Germany’s federal intelligence service, known as the Office for the Protection of the Constitution, recently created a new category of dangerous conspiracy theorists called “state delegitimization.” He also set up a “special organization” to monitor some 600 Telegram channels associated with the protest movement.

Security agencies have already been caught off guard. Asked in Parliament in September whether there was “a concrete danger” coming from the protest movement against the pandemic, the government denied this, saying only that “some” demonstrators showed signs of radicalization and a “greater disposition to commit violence”.

Ten days later, a gas station employee was shot dead by a customer after the employee asked him to put on a mask. The attacker was a regular at protest marches.

“They’ve been very slow to understand the risk,” said Mr Nattke, who regularly meets with officials about the far-right threat and says he’s been warning them for months. “It was only during the torchlight procession in front of Petra Köpping’s house that they took it seriously.”

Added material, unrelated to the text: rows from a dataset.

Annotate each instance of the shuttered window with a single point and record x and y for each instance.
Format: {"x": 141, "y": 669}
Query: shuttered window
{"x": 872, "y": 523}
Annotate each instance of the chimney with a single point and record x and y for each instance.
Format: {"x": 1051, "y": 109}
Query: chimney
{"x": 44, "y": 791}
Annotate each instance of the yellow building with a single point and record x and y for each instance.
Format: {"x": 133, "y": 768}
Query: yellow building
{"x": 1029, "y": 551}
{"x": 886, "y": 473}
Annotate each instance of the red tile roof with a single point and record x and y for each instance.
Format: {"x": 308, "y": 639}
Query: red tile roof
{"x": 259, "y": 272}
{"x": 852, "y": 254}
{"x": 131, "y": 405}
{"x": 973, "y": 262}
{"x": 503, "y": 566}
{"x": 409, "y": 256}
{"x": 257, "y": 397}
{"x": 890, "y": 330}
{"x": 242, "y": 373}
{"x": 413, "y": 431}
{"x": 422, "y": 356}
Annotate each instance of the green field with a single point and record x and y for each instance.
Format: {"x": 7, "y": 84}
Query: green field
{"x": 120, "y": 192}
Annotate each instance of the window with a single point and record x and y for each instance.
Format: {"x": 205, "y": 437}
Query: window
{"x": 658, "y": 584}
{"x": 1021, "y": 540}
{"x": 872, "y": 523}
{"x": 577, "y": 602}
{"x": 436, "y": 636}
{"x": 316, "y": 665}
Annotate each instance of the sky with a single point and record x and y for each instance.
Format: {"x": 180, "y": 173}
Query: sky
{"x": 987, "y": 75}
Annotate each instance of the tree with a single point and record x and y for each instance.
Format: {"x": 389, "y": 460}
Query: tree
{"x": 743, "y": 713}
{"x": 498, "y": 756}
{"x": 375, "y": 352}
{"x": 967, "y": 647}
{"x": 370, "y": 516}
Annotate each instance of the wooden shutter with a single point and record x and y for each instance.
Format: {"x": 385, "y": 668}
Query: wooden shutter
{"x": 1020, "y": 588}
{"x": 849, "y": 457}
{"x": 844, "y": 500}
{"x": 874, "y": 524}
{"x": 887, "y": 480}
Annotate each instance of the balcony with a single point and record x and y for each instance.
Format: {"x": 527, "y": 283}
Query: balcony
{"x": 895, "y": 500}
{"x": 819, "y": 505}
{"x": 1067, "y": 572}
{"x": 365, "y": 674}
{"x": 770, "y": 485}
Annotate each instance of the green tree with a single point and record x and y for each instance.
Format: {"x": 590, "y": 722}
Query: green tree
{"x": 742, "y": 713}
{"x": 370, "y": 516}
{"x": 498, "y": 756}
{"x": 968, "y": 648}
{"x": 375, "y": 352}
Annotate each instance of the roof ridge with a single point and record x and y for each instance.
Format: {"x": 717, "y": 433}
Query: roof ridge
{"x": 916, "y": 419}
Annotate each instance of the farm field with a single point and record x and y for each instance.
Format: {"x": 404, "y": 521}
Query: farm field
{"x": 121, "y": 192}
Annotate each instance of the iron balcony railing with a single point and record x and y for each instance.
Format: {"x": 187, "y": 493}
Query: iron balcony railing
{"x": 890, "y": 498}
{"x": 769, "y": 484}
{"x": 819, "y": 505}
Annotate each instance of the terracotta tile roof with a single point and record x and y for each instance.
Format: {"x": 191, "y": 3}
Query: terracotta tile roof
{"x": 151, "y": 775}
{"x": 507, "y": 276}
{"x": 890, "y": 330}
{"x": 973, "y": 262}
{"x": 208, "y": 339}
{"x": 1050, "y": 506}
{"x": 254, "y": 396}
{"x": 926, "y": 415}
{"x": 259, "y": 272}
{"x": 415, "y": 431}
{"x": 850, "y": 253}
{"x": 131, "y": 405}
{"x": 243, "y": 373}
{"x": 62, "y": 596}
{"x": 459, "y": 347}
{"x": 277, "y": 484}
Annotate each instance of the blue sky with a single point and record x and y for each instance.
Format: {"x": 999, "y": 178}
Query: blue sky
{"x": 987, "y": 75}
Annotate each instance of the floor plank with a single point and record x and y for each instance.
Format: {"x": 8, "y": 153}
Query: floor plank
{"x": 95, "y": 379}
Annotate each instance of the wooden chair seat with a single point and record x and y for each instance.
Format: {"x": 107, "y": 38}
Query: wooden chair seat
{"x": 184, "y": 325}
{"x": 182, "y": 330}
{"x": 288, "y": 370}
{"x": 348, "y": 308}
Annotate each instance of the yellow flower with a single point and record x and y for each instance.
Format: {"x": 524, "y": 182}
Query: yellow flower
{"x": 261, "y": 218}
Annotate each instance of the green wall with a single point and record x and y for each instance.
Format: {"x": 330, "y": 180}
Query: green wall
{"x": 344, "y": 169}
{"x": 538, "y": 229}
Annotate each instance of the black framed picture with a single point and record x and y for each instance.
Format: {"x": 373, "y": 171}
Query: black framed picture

In Dresden, the group which fantasized about the murder of the Saxon governor and which is currently being investigated for a terrorist plot, was first discovered by journalists. Now Mr Christian’s office has its own team of half a dozen Telegram watchers, who scroll through hate and misinformation to identify serious threats.

“It’s scary how many people are following these calls for action,” Christian said. “The erosion of the political center has already begun.”

Christopher F. Schuetze contributed report.